J-Horror was really just getting grounded in that nation, but Hideki – the phantom boy – is an inclusion that cries out for some explanation. At times, it appears that he’s the ghost of an aborted child in Aki’s youth, but later on there’s a suggestion that perhaps he stands for the maternal ‘want’ of a baby in order to feel complete. This confusion doesn’t serve the picture well, and maybe Hashimoto could’ve improved its eventual performance with audiences by being a tad more specific. As it’s left in the climax – Aki and Hideki stare into mutual oblivion – the possible connotation escapes me.
Also, there’s a bit of discussion involving Japanese mysticism. At one point in the film, Aki’s boss encourages her to try to find comfort in the throws of a religious group founded by his former wife; and – the dutiful employee – Aki goes to a meeting. During a treatment with prayer, she falls into a bit of a trance, producing spirit-induced scribbles that suggest her ties quite directly to the string of unsolved murders plaguing the big city. The psychic even senses the young woman’s latent ‘powers of suggestion’ alongside her own limited ability, a development that puts the two of them also at odds. Don’t worry: Aki’s dark side will fix that liability when the time is right.

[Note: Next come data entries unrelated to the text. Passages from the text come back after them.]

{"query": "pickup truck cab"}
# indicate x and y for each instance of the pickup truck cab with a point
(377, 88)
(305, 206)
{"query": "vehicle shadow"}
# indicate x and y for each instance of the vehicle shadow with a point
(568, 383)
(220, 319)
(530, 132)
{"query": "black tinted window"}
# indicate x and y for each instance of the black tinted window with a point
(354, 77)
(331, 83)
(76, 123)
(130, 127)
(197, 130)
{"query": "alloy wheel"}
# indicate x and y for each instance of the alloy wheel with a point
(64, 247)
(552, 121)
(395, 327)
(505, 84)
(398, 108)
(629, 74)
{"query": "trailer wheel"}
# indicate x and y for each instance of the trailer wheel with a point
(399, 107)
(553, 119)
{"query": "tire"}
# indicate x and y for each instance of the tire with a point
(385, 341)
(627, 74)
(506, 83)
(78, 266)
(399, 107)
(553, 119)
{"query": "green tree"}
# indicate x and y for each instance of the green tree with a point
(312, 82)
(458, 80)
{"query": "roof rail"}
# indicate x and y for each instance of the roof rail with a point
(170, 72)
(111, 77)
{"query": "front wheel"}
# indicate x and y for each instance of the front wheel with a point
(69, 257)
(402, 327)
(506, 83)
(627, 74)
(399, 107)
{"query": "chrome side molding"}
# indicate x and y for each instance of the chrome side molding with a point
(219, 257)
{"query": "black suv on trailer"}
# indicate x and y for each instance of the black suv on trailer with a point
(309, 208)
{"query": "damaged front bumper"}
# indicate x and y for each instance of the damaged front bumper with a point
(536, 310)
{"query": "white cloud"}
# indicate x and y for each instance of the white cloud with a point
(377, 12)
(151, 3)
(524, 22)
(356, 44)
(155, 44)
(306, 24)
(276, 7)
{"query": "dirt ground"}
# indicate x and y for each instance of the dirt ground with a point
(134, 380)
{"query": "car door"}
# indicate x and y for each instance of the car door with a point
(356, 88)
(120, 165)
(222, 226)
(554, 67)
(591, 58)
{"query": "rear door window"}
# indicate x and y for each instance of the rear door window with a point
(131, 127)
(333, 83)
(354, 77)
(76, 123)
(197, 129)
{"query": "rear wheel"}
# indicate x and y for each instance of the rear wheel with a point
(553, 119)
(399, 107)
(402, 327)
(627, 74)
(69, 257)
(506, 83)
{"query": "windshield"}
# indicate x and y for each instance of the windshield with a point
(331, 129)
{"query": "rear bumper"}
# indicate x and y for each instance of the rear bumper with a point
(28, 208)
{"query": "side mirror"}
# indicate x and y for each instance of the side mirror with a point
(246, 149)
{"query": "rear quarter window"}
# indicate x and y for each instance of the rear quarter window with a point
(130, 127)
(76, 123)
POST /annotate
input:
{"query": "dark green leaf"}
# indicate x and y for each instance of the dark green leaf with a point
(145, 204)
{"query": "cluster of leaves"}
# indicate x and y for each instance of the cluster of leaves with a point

Lastly, Hashimoto peppers his film with some interesting and occasionally dreamlike imagery. Aki strolls through the streets in an almost trancelike state, eventually carrying out her evil deeds. The curious little boy keeps showing up – in darkened theater audiences, in the background of Emi’s videotaped news segments, etc. Aki, Emi, and Kurahashi keep being drawn to meetings with one another – some planned, some seemingly random – and, though there’s little conflict, it’s clear that something more is going on inside their respective minds. Just what that is never becomes clear, weakening the foundation of the trinity in this story.
What’s sad is that – at face value – none of these hints truly seem to add up to anything other than serving as some visual and narrative trickery meant to heighten the atmosphere. Come the big finish when our two leading ladies are finally going mano-a-mano, the director infuses their faceoff with competing imagery: Emi’s ruthless choice of a boxcutter as a preferred weapon of choice versus Aki’s somewhat elegant film shears. It’s a clear contrast – one might think their selection should be reversed based on what we know of their respective personalities – but what am I to make of it? Is it subtext, or is the fact that they’re both dripping with blood all that matters?
Confusion aside, this Trap is still an impressive array of visuals, ones that just might keep you up at night. On that respect, Hashimoto’s probably very proud of himself.
Evil Dead Trap 2: Hideki is an almost dream-like affair. Reality seems to overlap with fantasy – in more ways than one – in this tale of two friends who find themselves curiously drawn closer in the bloodiest of pursuits. Still, the lack of any definitive explanation for precisely how all of this began, what the true nature of their relationship is, and where all of it supposedly went wrong makes the film feel vastly more like a cinematic exercise – maybe even somewhat experimental in nature – than it does a pure beginning-middle-end story. Don’t be mistaken: things to come to a bloody finish, but I’ve still let to know what to make of it all.
In the interests of fairness, I’m pleased to disclose that the fine folks at Unearthed Films provided me with complimentary streaming access to Evil Dead Trap 2: Hideki (1992) for the expressed purposes of completing this review; and their contribution to me in no way, shape, or form influenced my opinion of it.